NÃO SEI se posso me considerar um feminista, já que o seu quase oposto -- o machismo -- também não me considero. Na verdade, luto pela igualdade, pelo respeito a todos os meus irmãos. Quem são meus irmãos? O homem, a mulher, o branco, o negro, o pardo (gente de todas as matizes raciais), o rico e o pobre, o empresário e o operário, o cristão, o muçulmano, o ateu... Todos são meus irmãos.

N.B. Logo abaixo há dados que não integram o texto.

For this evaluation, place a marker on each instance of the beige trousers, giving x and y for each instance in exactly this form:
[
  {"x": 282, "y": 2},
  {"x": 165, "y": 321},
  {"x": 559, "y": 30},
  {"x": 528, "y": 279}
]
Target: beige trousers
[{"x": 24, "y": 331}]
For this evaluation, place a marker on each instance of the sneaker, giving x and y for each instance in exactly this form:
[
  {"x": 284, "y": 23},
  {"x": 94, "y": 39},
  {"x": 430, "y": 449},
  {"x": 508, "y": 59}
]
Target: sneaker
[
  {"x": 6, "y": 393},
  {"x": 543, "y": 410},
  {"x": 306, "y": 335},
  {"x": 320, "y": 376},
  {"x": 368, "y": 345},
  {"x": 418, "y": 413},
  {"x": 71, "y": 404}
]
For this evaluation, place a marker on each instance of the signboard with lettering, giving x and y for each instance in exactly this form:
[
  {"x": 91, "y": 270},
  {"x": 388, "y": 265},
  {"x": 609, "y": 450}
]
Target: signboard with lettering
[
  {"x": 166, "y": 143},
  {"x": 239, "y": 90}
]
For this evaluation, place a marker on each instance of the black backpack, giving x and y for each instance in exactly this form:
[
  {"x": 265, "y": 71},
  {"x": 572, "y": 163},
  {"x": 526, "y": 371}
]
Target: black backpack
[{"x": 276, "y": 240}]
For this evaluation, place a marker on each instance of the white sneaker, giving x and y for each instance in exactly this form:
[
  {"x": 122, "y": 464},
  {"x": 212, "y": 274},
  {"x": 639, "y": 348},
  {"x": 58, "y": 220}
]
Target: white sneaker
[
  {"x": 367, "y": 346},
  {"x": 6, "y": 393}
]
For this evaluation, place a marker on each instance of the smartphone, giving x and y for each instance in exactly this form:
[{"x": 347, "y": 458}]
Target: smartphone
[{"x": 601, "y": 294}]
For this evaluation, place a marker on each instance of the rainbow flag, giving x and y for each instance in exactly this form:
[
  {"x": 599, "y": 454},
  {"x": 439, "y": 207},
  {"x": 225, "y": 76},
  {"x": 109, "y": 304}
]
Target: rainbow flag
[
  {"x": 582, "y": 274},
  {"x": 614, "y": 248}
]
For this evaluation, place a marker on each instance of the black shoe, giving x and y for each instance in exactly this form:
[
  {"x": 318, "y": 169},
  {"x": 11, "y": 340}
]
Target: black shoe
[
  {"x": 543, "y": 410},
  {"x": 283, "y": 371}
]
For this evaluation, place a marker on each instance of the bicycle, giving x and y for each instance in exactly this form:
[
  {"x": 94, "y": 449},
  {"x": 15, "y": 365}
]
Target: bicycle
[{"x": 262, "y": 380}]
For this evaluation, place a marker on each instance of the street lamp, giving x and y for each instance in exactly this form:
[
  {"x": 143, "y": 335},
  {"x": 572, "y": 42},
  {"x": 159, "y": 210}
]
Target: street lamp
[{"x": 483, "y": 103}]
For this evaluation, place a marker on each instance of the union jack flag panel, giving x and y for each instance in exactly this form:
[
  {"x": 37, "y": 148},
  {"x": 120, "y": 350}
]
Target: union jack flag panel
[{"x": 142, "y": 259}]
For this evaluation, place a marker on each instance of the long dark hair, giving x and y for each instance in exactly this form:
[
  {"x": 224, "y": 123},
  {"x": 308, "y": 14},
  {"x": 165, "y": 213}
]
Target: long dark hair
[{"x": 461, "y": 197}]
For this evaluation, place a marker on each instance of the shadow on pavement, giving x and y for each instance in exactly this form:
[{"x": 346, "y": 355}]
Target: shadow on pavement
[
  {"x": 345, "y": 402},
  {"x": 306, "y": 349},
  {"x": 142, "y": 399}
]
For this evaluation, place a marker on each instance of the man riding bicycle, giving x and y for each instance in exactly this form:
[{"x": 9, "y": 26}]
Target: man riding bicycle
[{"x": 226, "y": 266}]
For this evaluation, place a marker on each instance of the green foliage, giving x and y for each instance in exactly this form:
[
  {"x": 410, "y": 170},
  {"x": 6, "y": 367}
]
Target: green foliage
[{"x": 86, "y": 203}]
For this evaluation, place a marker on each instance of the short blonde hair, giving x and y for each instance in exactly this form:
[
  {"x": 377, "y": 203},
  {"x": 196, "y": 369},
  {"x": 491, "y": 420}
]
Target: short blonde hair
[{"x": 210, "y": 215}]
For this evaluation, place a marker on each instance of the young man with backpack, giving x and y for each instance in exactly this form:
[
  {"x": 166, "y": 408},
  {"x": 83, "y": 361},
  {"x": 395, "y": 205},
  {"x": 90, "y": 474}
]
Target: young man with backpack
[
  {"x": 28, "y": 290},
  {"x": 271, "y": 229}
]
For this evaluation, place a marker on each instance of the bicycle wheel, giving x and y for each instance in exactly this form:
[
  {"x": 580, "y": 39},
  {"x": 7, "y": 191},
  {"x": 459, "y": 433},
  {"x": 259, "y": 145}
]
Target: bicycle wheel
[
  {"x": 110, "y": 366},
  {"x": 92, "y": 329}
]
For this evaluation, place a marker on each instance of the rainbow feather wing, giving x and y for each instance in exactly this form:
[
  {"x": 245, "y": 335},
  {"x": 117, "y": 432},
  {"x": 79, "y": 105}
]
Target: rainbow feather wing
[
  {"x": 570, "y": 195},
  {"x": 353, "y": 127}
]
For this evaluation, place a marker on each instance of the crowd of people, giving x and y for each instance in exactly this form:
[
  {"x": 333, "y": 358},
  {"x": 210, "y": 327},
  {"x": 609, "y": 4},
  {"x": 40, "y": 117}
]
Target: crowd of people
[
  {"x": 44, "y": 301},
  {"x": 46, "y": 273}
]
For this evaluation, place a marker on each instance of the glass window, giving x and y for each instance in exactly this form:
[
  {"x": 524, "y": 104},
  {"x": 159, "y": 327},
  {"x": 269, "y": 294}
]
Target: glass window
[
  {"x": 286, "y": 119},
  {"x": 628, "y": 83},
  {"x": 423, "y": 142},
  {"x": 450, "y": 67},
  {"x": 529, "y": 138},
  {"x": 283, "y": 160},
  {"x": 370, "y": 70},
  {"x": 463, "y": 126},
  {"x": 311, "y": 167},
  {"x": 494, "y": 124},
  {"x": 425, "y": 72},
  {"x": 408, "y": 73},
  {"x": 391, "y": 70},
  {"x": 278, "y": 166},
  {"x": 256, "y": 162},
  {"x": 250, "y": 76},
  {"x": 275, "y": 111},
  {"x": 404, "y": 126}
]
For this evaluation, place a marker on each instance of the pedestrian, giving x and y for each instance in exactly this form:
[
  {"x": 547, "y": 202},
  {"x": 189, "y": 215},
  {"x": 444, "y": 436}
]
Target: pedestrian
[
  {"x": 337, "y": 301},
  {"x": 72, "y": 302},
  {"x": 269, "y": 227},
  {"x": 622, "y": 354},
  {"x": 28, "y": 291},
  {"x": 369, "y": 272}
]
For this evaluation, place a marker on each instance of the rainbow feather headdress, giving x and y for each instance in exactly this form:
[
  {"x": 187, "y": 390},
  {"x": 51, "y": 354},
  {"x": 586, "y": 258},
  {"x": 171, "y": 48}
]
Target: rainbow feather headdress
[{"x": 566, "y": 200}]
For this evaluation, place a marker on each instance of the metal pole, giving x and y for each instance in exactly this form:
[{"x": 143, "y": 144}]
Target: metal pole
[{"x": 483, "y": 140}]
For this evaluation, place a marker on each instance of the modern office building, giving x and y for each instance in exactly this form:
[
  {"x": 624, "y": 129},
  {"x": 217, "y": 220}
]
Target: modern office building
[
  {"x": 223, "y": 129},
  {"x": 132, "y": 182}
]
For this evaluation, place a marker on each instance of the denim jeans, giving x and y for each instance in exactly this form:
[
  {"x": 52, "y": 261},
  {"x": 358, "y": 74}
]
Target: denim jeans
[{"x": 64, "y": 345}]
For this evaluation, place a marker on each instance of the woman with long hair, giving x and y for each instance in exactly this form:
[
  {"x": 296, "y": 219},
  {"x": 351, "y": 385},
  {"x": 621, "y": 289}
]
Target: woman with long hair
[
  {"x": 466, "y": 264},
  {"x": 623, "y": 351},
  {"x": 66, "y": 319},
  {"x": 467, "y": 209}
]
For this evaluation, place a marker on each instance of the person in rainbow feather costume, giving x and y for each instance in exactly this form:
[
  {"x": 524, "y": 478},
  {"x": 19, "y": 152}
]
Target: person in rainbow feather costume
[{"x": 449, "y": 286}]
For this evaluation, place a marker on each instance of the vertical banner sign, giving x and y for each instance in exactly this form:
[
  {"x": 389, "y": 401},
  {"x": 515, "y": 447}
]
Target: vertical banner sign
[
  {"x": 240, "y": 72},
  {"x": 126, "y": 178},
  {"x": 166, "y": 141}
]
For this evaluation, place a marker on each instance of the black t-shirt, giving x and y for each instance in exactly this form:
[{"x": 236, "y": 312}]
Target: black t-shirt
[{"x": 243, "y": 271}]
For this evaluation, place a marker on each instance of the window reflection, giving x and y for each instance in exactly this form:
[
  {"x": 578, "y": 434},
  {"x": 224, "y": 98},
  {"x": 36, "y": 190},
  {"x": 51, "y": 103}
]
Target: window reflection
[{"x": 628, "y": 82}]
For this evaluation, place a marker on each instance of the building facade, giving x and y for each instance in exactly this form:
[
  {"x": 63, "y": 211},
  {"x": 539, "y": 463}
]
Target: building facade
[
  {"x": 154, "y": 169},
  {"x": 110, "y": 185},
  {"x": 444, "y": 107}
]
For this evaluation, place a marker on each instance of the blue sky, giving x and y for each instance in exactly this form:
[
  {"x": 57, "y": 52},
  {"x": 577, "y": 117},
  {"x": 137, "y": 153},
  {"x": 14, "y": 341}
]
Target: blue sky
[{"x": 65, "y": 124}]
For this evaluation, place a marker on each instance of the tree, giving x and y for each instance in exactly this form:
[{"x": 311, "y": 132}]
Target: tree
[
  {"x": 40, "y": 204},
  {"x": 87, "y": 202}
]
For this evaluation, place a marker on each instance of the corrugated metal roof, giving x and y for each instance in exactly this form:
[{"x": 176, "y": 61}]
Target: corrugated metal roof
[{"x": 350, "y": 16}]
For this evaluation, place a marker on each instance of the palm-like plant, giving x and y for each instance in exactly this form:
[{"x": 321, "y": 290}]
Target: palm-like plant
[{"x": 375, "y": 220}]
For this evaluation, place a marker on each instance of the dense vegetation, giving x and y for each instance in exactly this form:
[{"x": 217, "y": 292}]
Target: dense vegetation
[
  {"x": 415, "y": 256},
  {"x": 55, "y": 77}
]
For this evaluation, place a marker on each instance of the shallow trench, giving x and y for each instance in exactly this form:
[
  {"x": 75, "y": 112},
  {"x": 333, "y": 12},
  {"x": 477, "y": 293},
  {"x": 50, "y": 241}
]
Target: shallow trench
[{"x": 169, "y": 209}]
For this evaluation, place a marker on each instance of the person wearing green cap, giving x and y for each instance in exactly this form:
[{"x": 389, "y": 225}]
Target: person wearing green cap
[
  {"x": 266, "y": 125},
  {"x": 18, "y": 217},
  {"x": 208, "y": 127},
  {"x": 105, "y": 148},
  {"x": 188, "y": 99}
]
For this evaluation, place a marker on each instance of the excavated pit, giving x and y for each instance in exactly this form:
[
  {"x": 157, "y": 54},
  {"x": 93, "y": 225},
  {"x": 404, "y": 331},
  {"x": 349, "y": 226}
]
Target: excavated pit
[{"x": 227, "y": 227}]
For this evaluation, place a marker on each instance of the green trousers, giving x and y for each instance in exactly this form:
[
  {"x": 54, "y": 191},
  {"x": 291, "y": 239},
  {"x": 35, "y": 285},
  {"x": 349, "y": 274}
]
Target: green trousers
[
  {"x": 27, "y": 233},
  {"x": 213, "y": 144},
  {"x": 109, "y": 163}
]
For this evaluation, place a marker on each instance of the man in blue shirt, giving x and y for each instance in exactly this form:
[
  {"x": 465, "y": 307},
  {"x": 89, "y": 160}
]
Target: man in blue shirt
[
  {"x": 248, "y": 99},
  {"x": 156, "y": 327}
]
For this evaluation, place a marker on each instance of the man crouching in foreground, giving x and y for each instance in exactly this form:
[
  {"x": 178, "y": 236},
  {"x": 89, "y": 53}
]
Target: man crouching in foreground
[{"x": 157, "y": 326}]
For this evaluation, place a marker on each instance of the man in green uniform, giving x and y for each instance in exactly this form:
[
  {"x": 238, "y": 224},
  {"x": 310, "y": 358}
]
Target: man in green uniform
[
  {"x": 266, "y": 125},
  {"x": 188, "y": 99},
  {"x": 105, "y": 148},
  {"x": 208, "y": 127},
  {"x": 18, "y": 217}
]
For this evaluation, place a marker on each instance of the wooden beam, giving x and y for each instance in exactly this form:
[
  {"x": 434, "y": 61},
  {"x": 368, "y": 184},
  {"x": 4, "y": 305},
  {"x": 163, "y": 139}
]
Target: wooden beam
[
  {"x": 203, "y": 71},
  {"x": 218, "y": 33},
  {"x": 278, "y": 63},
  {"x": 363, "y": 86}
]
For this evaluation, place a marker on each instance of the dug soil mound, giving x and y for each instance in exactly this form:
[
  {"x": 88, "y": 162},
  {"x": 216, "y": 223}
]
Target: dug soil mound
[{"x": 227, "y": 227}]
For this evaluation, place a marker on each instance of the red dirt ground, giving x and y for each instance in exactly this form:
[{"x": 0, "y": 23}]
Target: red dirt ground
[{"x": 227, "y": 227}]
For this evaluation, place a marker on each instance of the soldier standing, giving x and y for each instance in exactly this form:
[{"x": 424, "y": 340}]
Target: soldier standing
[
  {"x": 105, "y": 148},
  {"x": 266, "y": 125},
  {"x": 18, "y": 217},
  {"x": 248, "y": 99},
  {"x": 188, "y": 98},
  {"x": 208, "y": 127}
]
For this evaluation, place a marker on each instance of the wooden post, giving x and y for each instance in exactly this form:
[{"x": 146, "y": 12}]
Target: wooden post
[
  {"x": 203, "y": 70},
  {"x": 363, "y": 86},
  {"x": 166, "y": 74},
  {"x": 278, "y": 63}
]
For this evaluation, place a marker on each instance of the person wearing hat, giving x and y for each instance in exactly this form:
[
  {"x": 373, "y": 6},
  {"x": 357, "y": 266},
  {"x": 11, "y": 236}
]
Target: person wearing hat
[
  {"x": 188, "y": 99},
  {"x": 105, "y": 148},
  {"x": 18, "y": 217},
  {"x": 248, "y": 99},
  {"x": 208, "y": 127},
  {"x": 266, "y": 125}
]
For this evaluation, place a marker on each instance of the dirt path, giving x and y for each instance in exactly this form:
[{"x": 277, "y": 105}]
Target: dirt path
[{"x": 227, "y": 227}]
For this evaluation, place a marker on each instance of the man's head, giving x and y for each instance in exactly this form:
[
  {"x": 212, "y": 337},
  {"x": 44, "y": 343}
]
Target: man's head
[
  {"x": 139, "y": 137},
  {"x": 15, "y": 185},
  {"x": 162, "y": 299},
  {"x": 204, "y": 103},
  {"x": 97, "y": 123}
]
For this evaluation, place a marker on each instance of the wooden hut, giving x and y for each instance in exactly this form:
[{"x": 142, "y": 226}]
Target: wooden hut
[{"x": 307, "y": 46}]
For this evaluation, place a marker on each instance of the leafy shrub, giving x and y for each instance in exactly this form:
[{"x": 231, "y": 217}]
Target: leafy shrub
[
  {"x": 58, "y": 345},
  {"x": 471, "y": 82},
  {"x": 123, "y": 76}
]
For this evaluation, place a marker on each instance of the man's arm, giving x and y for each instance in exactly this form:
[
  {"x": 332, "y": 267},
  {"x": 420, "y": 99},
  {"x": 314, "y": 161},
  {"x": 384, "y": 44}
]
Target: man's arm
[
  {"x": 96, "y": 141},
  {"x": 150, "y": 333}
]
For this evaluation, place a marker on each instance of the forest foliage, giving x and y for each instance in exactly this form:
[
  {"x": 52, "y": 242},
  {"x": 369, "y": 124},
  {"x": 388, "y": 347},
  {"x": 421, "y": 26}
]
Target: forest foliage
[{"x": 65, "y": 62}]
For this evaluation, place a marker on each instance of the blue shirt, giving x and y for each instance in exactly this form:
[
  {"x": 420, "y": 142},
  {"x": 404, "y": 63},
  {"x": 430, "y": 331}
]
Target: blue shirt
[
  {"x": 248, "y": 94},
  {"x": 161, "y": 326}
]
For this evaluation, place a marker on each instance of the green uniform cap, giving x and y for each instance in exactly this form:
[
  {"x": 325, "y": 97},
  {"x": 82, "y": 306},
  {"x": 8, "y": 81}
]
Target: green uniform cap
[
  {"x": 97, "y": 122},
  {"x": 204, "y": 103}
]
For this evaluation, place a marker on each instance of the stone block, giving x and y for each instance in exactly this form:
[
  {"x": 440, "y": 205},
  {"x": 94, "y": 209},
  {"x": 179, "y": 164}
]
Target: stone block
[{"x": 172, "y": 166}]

Sou pai de seis mulheres, produtos de três uniões conjugais. A todas amo profundamente. Desde cedo conduzi a todas elas ou, ao menos, procurei orientá-las no sentido da independência. Estudar, preparando-se para a vida, trabalhar, lutar, tudo em condições de igualdade com o homem. Sei que a sociedade, uma parte dela, ainda não pensa assim, e o machismo -- no sentido de o homem desrespeitar a mulher, fruto de uma sociedade patriarcal milenar -- predomina ainda hoje ao ponto de alguns marmanjos -- todos cidadãos de bem -- assediarem de forma vergonhosa uma jovem na Rússia, conforme reverberou exaustivamente as redes sociais.

É verdade, infelizmente. E eu, como pai, filho, irmão e homem, me quedo envergonhado por isso. 

Essa mesma sociedade, porém, vem se empenhando em superar esses preconceitos e essas posturas reprováveis. Ao menos uma parte dela, que haverá de prevalecer.

L.s.N.S.J.C.!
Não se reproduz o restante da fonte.